Sylvia was not mentioned at breakfast either, and afterward, in the study, Emtee Dempsey looked at a note on her desk.
“I was going to ask you to bring me Molnar’s book on Bernanos, but I suppose we can let that wait.”
“What do you suppose happened?”
“I have no idea.” And then her eyes looked at Kim through round gold-rimmed glasses. “But I don’t like it. I don’t like it at all.”
Before Kim set out for the university, the phone rang. It was her brother Richard, a detective on the Chicago police department, full of early morning cheer. “You’re not missing a nun, are you, Kim?”
“Don’t be funny.”
“Just checking. There’s one in the morgue, all dressed up in the old habit, and we can’t find where she belongs.”
“In the morgue?”
“That’s where we put dead nuns when we find them sitting around in public places.”
“Richard, listen. Sister Mary Teresa and I will leave for the morgue immediately. Meet us there.”
“Do you know who it is?”
Kim hesitated. “I can’t say. Will you be there?”
“Look Kim, I don’t have time...”
“Richard Moriarity!”
“You sound like Mom. Okay. I’ll be there.”
“Where is the morgue, Richard?”
Emtee Dempsey listened in silence as Kim told her of Richard’s call. She rose in silence from her chair, took her cane, and thumped down the hall toward the front door. Wedged into the passenger seat of the battered VW bug, she rode in silence as Kim headed for the address Richard had given her.
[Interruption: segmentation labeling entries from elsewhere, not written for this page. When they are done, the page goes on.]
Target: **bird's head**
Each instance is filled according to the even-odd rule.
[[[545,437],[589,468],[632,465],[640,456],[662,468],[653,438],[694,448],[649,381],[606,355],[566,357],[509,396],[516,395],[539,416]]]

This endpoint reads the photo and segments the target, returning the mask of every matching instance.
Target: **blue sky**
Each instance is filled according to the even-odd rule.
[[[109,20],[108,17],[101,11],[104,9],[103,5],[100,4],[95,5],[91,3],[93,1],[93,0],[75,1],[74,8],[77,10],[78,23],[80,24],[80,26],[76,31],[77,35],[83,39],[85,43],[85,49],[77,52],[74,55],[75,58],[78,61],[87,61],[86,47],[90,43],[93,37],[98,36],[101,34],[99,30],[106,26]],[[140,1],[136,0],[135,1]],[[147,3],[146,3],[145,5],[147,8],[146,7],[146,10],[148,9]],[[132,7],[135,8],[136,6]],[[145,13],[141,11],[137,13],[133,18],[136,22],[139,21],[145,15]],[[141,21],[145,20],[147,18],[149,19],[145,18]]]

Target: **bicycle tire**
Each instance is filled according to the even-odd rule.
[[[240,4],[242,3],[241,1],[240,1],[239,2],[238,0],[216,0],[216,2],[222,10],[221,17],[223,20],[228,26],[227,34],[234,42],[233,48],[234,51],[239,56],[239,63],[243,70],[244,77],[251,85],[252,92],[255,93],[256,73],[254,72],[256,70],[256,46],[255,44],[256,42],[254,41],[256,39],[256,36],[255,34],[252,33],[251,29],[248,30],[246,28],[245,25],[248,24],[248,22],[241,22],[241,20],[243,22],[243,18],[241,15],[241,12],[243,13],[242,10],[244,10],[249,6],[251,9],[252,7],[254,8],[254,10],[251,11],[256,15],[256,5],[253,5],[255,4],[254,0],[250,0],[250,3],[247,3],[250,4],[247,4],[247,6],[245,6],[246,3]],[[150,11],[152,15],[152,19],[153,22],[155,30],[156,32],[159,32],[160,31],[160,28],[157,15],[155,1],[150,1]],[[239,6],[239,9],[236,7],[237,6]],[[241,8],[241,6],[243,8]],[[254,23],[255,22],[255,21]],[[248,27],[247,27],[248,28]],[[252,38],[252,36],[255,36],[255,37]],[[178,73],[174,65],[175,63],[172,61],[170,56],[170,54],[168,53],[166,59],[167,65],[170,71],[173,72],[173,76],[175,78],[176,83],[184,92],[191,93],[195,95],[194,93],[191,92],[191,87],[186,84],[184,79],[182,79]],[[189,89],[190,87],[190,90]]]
Kim knew the old nun approved what she had done and the swiftness with which she had decided. But neither of them wanted to speculate. It was too dreadful, too bizarre a possibility. Yet it would have been impossible not to make the connection after what Richard had said. How many nuns in traditional costume are there anymore?
Richard was standing impatiently on the steps, squinting in the autumn sunlight, anxious to get this over with. He hustled them right into the viewing room, asked Emtee Dempsey if she could see the monitor all right, then called through to the attendant.
The body was shown as it had been found, clothed in a religious habit. The face looked fuller because of the headdress. The profile was unmistakable, but Emtee Dempsey asked, “What color are the eyes?”
“Green,” came the answer.
Kim had turned away when the televised hand moved to open the dead woman’s eyes.
“There’s no doubt, Richard. That is the body of Sylvia Corrigan.” He looked at her, he looked at Kim, he began to smile, and then grew stern.
“Sylvia Corrigan, the actress?”
“That’s right. She’s an alumna of the college. She visited us yesterday in midafternoon. She intended to spend some time with us on Walton Street.”
“But she’s dressed as a nun.”
“She’s an actress,” Emtee Dempsey said.
He decided that was enigmatic enough to serve as an explanation. He took another look at the two of them, as if hoping to surprise some clue that they were kidding him, then went into action on the phone.
Sister Mary Teresa stood for a moment, looking at the face that still appeared on the screen, and her mouth moved in prayer. When she was through, she said, “Let’s go back to the house.”
The return drive was silent but for one remark of the old nun. “She was going to play a nun who was killed. As usual, she entered into the role completely.”
2
Sylvia Corrigan’s death was a journalistic sensation and not even Emtee Dempsey had it in her to blame the media for their treatment of it. What else could one expect in a post-Christian age? As nuns became less numerous, they acquired box-office appeal. Movies, plays, novels of a sort, appeared in incredible numbers, playing the changes on the Maria Monk legends of yore. The old nun’s considered judgment was that as a group they had been treated with excessive respect in the past and this was God’s way of righting the balance. Our Lord, too, she reminded Kim and Joyce, had come to a bad end in a worldly sense. That an actress of Sylvia Corrigan’s renown should be found dead in a nun’s habit in a Chicago hotel stimulated the jaded pens of journalists from coast to coast. A persistent theory was that she had really been a nun all along.